Policyholder Question – Recovery and Reconstruction from Hurricane Matthew Demolition
by Charles R. Tutwiler on 1/18/2017
The following is an insurance claim question we answered for a policyholder through the United Policyholders Ask an Expert Forum.
Q. I live in coastal SC. January 8, 2017 is the three-month anniversary of Hurricane Matthew which caused extensive wind and flood damage. On October 10, 2016, the community association hired restoration company was on site demolishing and removing drywall, appliances, insulation, furniture from 32 townhomes and condos. Approximately ten 8x12 foot piles of damaged property were hauled to a landfill. WMC, LLC changed managers three times in these three months. We have received 4 or 5 letters requesting patience. We have not received a construction start date, information on what buildings will be repaired, order of repair, the construction companies, cost, or timeframe. I was advised to find an aggressive SC flood insurance and homeowners association attorney. We are running out of "loss of use" paying for a rental home. Please advise.

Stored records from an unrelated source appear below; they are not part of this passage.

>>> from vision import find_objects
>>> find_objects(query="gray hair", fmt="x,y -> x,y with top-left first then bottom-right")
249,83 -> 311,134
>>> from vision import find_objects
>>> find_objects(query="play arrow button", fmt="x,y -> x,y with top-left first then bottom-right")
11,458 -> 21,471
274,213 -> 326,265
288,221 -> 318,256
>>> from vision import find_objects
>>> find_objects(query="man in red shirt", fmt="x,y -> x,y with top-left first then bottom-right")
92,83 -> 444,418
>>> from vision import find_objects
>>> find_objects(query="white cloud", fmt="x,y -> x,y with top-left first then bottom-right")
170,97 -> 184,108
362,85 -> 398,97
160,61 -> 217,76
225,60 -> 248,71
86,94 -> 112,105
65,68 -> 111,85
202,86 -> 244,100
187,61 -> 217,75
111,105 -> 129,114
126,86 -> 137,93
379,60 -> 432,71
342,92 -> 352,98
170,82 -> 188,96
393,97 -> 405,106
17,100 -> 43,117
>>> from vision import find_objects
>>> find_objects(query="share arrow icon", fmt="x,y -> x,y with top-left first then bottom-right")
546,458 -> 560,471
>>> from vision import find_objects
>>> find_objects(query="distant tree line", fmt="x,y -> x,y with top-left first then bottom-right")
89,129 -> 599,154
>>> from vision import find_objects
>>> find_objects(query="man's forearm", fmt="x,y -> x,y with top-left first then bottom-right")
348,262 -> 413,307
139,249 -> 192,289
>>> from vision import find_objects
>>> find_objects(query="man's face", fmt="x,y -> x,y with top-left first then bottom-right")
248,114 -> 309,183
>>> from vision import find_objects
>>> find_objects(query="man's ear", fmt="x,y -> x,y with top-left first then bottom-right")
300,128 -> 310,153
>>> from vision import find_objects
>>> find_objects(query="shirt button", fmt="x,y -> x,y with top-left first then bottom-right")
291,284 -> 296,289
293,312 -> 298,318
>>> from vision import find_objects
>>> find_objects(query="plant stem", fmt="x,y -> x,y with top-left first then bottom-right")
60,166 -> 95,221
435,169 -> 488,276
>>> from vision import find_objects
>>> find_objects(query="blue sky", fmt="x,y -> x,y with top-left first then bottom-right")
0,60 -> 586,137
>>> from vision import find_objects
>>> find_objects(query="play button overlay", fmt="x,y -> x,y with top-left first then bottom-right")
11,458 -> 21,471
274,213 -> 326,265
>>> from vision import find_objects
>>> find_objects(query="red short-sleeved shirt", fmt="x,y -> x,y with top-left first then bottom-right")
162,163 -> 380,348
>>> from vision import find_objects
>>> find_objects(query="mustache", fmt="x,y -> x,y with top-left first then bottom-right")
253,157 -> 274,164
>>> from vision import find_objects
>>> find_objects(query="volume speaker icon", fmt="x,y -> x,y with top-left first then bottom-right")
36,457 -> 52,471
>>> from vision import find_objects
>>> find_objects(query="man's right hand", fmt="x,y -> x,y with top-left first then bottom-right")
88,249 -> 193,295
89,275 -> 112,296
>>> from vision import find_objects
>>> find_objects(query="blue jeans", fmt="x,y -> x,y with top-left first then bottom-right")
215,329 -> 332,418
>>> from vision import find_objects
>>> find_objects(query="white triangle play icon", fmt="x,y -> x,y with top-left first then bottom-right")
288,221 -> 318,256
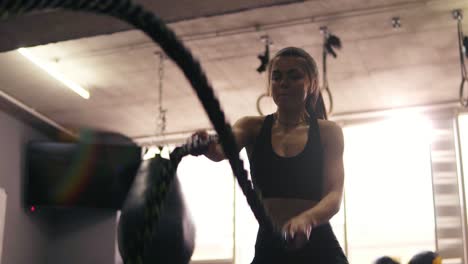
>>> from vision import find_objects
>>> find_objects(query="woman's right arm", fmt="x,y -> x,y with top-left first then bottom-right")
195,116 -> 258,162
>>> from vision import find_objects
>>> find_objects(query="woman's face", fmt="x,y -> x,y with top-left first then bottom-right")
270,56 -> 312,111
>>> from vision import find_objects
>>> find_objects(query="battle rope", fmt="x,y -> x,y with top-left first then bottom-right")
0,0 -> 280,263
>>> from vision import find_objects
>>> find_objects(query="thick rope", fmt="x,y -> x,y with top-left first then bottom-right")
0,0 -> 280,262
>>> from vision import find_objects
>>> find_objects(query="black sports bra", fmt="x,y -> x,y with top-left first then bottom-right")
249,114 -> 324,200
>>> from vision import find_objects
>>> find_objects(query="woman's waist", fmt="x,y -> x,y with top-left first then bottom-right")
250,161 -> 323,196
258,186 -> 322,201
263,198 -> 319,227
256,222 -> 338,248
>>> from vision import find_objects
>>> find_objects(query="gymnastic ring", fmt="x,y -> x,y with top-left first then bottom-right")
256,92 -> 269,116
460,77 -> 468,107
321,86 -> 334,115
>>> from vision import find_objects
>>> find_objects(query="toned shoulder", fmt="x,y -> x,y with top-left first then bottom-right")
234,115 -> 265,131
317,119 -> 344,148
317,119 -> 341,132
234,115 -> 266,146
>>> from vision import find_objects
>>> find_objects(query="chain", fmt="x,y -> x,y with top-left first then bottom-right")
156,51 -> 167,135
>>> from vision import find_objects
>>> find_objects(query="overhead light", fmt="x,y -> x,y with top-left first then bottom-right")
17,48 -> 90,99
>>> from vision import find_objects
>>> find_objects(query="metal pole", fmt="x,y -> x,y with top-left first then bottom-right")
232,178 -> 237,264
428,141 -> 440,252
454,113 -> 468,263
342,186 -> 349,256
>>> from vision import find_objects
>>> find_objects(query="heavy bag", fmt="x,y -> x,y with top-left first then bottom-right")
409,251 -> 442,264
117,155 -> 195,264
374,256 -> 400,264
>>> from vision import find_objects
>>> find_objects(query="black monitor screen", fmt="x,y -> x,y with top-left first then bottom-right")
25,141 -> 142,210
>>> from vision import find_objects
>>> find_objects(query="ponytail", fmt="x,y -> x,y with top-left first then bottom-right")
305,92 -> 328,120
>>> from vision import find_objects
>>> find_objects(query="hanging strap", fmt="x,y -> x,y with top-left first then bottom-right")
322,46 -> 334,115
457,17 -> 468,107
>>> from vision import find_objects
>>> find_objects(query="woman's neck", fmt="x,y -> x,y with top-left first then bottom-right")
275,108 -> 308,128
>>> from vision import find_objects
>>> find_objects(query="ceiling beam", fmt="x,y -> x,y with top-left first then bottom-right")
0,0 -> 304,53
0,90 -> 77,140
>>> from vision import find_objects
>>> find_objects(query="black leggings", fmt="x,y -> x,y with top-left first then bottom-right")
251,223 -> 348,264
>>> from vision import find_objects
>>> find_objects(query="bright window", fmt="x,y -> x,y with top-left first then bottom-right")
458,113 -> 468,229
343,114 -> 436,264
177,154 -> 235,261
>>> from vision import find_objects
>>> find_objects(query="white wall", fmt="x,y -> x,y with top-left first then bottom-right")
0,110 -> 118,264
0,110 -> 50,264
46,209 -> 117,264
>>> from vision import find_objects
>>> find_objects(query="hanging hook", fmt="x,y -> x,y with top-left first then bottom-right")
391,17 -> 401,29
257,35 -> 272,73
321,26 -> 342,58
320,26 -> 342,115
453,10 -> 468,107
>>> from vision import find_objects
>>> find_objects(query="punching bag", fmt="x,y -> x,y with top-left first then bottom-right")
374,256 -> 400,264
118,155 -> 195,264
117,135 -> 217,264
117,154 -> 195,264
409,251 -> 442,264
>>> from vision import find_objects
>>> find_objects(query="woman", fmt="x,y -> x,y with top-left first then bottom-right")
192,47 -> 348,263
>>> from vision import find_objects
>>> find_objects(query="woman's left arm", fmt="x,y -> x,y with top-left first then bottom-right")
302,122 -> 345,227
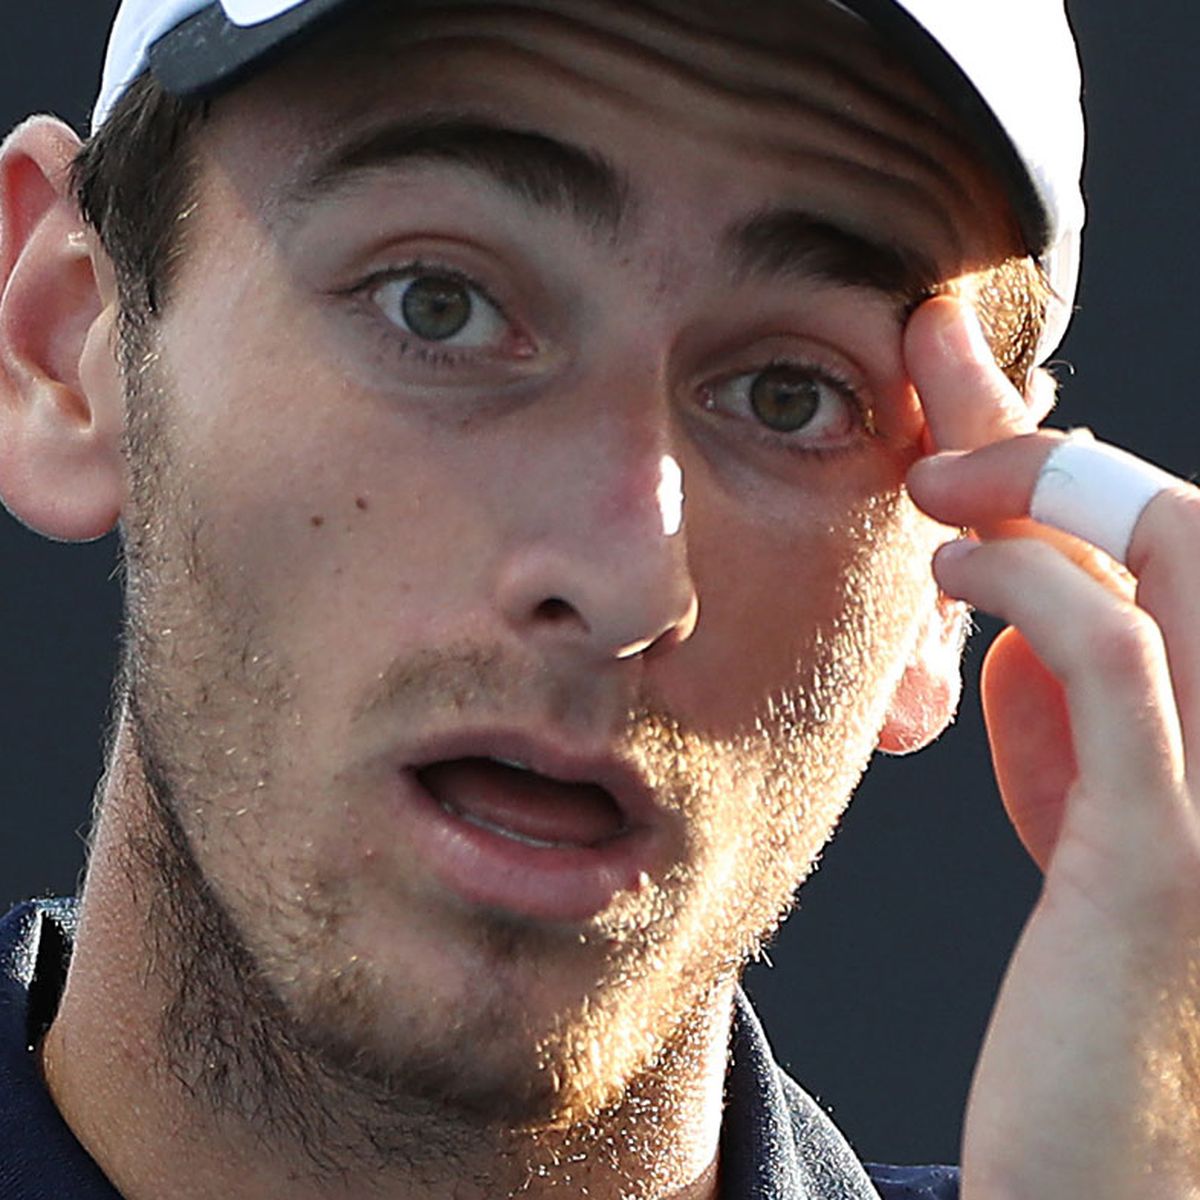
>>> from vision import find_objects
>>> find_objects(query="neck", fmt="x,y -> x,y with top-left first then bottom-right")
40,721 -> 727,1200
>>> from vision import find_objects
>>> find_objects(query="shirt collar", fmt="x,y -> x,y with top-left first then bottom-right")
723,989 -> 882,1200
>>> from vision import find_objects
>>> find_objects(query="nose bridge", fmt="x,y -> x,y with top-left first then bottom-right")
592,379 -> 680,537
494,361 -> 699,660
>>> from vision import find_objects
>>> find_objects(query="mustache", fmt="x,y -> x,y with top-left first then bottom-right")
351,641 -> 657,741
348,640 -> 770,841
347,641 -> 794,817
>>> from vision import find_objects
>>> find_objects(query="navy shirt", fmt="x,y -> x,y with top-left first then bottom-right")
0,901 -> 958,1199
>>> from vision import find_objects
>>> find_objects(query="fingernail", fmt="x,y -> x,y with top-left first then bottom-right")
935,538 -> 979,567
938,302 -> 992,364
908,450 -> 968,485
916,449 -> 969,469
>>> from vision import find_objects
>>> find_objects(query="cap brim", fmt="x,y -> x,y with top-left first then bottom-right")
840,0 -> 1049,257
149,0 -> 362,99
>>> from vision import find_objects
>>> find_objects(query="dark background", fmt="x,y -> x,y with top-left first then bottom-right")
2,0 -> 1197,1171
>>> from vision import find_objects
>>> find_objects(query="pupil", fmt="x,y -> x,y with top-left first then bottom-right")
402,276 -> 472,341
750,368 -> 821,432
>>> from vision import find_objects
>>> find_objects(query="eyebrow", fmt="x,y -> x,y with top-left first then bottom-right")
289,117 -> 941,305
725,210 -> 941,308
289,117 -> 631,235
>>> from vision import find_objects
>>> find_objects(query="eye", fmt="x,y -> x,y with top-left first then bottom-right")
371,270 -> 508,348
704,362 -> 864,446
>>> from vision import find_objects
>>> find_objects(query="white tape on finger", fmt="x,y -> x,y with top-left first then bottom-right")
1030,434 -> 1177,564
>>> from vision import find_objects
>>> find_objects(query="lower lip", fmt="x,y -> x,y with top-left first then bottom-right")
394,769 -> 660,923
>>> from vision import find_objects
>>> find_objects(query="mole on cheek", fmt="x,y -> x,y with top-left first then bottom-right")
355,497 -> 369,512
310,516 -> 325,528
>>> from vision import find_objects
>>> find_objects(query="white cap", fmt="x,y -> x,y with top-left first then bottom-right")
867,0 -> 1085,358
94,0 -> 1085,358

A. Thank you for your question. I am not sure if you are an owner in a condominium association or if the units where you live are a homeowners association where the units are titled as fee simple ownership. How the units are owned (titled) could make a big difference in the insurance adjustment process. For the purpose of this answer I will assume you are a condominium association. So let's get started. First and foremost someone in the association should take charge of the claim process to find out what policies are in force, such as wind coverage and/or flood coverage. A line of communication to all the owners needs to be set up so everyone knows what is going on, as well as the establishment of a global recovery plan. I have seen dedicated internet sites set up so thoughts, questions, and concerns of neighbors can be shared and addressed. Communication is a vital element in any disaster recovery effort.
As to the claim process, if both perils (wind and flood) damaged the property, then the adjustment process will likely become problematic in that agreements will need to be reached as to what peril caused what damage. If flood is involved and there is flood coverage, the good news is that flood will pay for all building damages without regard to unit owners' property versus the master association's property as it relates to the building damage. Building damage caused by flood that is covered property will be paid for by flood. Not knowing the site conditions, you may have issues of what came first, the wind or the flood. But remember, with the National Flood Insurance Program, the community will still have policy issues to deal with such as exclusions, coinsurance and a whole host of other policy terms and conditions FEMA has imposed in the NFIP program.
Having handled many communal claims involving condos as well as homeowner associations where two perils caused damaged with different policy terms and conditions, your community will definitely need professional help in sorting out all the issues.
Knowing the myriad of issues with your type of loss, I think the first order of business for your attorney would be to seek out several licensed and experienced public adjusting firms that would acts as your representative in what will likely be a complex and difficult recovery process just on the claim side. Have them give you a proposal on what they would do given your facts as well as a fee proposal.
I do not recommend you proceed on with a contractor at this point beyond basic emergency services until you have detailed scope of losses that are prepared based on the damages and the policy terms and conditions. Any contracts proposed by a contractor should be carefully reviewed by the association's general legal counsel. In my view, it is always best to reach a settlement with the insurance carrier(s) first and then ask several contractors to bid on the work as outlined in a detailed scope of loss. Do not share your insurance settlement amount with them but instead request competitive bids.
Having professional help in this type of claim environment is well worth the fee that an honest, reputable experienced public adjuster may charge.